ExtraHop's machine learning dataset helps detect and mitigate malware and botnet operations faster. The data set with 16 million lines will soon be available as open source.
ExtraHop, a leader in cloud-native Network Detection and Response (NDR), today announced that it is open sourcing its massive 16 million-row data set - one of the most robust on the market - to support algorithmic mitigation generated domains (DGAs). This aims to level the playing field for defenders and enable companies of all sizes to better secure their organizations by strengthening defenses against malware and botnets.
New challenges arise every day
With the cybersecurity skills gap widening (up 26% in the last year) and dwindling resources, the cyber landscape is rapidly evolving. With new threats rapidly emerging, open source research and data sets are a solution to address the challenges security teams face every day.
“The security challenges we face are vast and dynamic, and with this initiative we are democratizing the tools needed for threat detection for security teams of all sizes, backgrounds and industries,” said Raja Mukerji, Chief Scientist and co-founder of ExtraHop. “Collaboration in the cybersecurity community is invaluable – only by joining together to share our best work can we stay on the offensive and put attackers at a disadvantage. Our research will transform the community and we encourage other teams to publish their own findings that will benefit the entire industry.”
Goal: expand cooperation in the area of cybersecurity
In an effort to encourage collaboration with industry, ExtraHop is publishing its DGA detector dataset, consisting of more than 16 million rows of data, on GitHub to help security teams detect malicious activity in their environments before it occurs become a business problem.
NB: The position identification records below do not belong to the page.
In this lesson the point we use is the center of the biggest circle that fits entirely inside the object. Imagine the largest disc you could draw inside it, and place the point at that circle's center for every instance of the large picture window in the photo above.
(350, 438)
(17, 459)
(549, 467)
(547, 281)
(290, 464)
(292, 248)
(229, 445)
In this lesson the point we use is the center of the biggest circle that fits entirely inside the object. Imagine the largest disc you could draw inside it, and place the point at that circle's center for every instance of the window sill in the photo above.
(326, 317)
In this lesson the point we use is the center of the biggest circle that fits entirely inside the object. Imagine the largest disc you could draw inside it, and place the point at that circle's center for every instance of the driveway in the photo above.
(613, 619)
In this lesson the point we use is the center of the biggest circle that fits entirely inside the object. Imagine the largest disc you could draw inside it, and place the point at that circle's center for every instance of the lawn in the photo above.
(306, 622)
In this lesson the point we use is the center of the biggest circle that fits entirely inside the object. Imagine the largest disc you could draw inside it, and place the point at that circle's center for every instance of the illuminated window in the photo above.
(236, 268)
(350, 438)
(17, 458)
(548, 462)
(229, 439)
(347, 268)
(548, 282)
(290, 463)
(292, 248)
DGAs are used by threat actors to maintain control of an organization's environment once they have penetrated a network, making attacks difficult to detect and stop. Originally developed for ExtraHop's award-winning NDR platform, Reveal(x), this research can now be used by any security researcher to build their own machine learning (ML) classification model to identify DGAs and attack attacks faster can be repelled more precisely. Since its implementation in Reveal(x), the ExtraHop DGA model has achieved greater than 98% accuracy.
Access for everyone
“With threat actors having the ability to operate undetected and these types of attacks increasing, DGAs are now increasingly seen as a major threat to organizations,” says Todd Kemmerling, Director of Data Science at ExtraHop. “As we began developing a model to detect DGAs, it became clear that there was a lack of public datasets accessible to security teams with a wide range of resources. With this data set, we close that gap and give every security team access to the critical data they need to quickly detect DGAs.”
More at ExtraHop.com
About ExtraHop ExtraHop is dedicated to helping businesses with security that cannot be undermined, outwitted or compromised. The dynamic cyber defense platform Reveal (x) 360 helps companies to identify complex threats and react to them - before they put the company at risk. We apply cloud-scale AI to petabytes of traffic per day and conduct line rate decryption and behavioral analysis for all infrastructures, workloads and data on the fly. With the complete transparency of ExtraHop, companies can quickly identify malicious behavior, hunt down advanced threats and reliably forensic investigate every incident.